Diagnostic Accuracy Measures
Background: An increasing number of diagnostic tests and biomarkers have been validated during the last decades, and this will still be a prominent field of research in the future because of the need for personalized medicine. Strict evaluation is needed whenever we aim at validating any potential diagnostic tool, and the first requirement a new testing procedure must fulfill is diagnostic accuracy. Summary: Diagnostic accuracy measures tell us about the ability of a test to discriminate between and/or predict disease and health. This discriminative and predictive potential can be quantified by measures of diagnostic accuracy such as sensitivity and specificity, predictive values, likelihood ratios, area under the receiver operating characteristic curve, overall accuracy and diagnostic odds ratio. Some measures are useful for discriminative purposes, while others serve as a predictive tool. Measures of diagnostic accuracy vary in the way they depend on the prevalence, spectrum and definition of the disease.
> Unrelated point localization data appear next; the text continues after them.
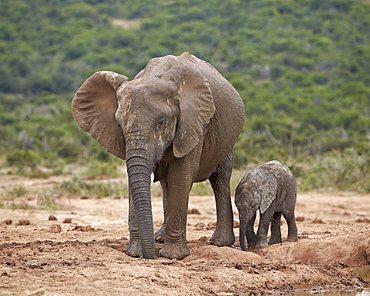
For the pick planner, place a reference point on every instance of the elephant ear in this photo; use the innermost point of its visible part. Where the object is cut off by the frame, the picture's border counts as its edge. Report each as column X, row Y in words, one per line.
column 267, row 191
column 94, row 106
column 196, row 108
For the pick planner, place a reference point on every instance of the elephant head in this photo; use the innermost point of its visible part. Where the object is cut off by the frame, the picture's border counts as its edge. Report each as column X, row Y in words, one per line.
column 166, row 106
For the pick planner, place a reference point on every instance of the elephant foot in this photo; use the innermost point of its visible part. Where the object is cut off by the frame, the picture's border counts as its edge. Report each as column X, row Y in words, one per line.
column 174, row 251
column 261, row 244
column 160, row 234
column 292, row 239
column 134, row 248
column 273, row 241
column 221, row 239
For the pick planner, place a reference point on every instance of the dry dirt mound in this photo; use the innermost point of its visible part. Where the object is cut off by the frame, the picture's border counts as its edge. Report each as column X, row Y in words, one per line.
column 81, row 251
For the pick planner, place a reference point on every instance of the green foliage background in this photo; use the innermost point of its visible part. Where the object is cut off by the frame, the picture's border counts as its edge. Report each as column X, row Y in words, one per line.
column 301, row 67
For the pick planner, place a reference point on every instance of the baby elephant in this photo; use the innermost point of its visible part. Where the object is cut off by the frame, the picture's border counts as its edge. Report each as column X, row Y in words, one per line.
column 270, row 188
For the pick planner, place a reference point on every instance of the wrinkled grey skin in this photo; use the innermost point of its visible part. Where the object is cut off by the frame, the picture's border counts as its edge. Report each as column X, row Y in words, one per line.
column 179, row 119
column 271, row 189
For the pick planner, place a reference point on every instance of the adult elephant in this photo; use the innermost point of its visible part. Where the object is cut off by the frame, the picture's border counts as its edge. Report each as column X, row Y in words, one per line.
column 178, row 118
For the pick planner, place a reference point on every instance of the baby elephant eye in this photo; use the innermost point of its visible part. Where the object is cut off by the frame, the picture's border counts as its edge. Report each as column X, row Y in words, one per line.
column 160, row 123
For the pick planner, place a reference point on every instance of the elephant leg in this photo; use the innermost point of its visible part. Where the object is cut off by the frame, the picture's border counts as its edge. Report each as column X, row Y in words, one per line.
column 180, row 178
column 134, row 247
column 220, row 181
column 250, row 235
column 161, row 232
column 292, row 226
column 265, row 220
column 275, row 229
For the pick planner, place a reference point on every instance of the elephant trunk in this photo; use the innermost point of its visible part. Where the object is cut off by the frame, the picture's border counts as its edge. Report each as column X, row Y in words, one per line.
column 139, row 171
column 242, row 232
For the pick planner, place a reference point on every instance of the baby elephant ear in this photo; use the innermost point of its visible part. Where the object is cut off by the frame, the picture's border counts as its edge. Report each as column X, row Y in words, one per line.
column 94, row 107
column 267, row 190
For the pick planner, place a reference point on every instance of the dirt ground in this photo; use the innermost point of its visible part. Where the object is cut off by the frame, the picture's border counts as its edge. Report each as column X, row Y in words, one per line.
column 80, row 250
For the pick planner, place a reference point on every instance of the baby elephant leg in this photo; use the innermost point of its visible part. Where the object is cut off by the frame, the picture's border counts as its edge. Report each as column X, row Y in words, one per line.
column 263, row 227
column 292, row 226
column 250, row 235
column 275, row 229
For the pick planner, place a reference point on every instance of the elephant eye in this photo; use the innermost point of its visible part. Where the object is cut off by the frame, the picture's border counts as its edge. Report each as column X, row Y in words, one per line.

In general, measures of diagnostic accuracy are extremely sensitive to the design of the study. Studies not meeting strict methodological standards usually over- or underestimate the indicators of test performance and limit the applicability of the results of the study. Key Messages: The testing procedure should be verified on a reasonable population, including people with mild and severe disease, thus providing a comparable spectrum. Sensitivities and specificities are not predictive measures. Predictive values depend on disease prevalence, and their conclusions can be transposed to other settings only for studies which are based on a suitable population (e.g. screening studies). Likelihood ratios should be an optimal choice for reporting diagnostic accuracy. Diagnostic accuracy measures must be reported with their confidence intervals. We always have to report paired measures (sensitivity and specificity, predictive values or likelihood ratios) for clinically meaningful thresholds. How much discriminative or predictive power we need depends on the clinical diagnostic pathway and on misclassification (false positives/negatives) costs.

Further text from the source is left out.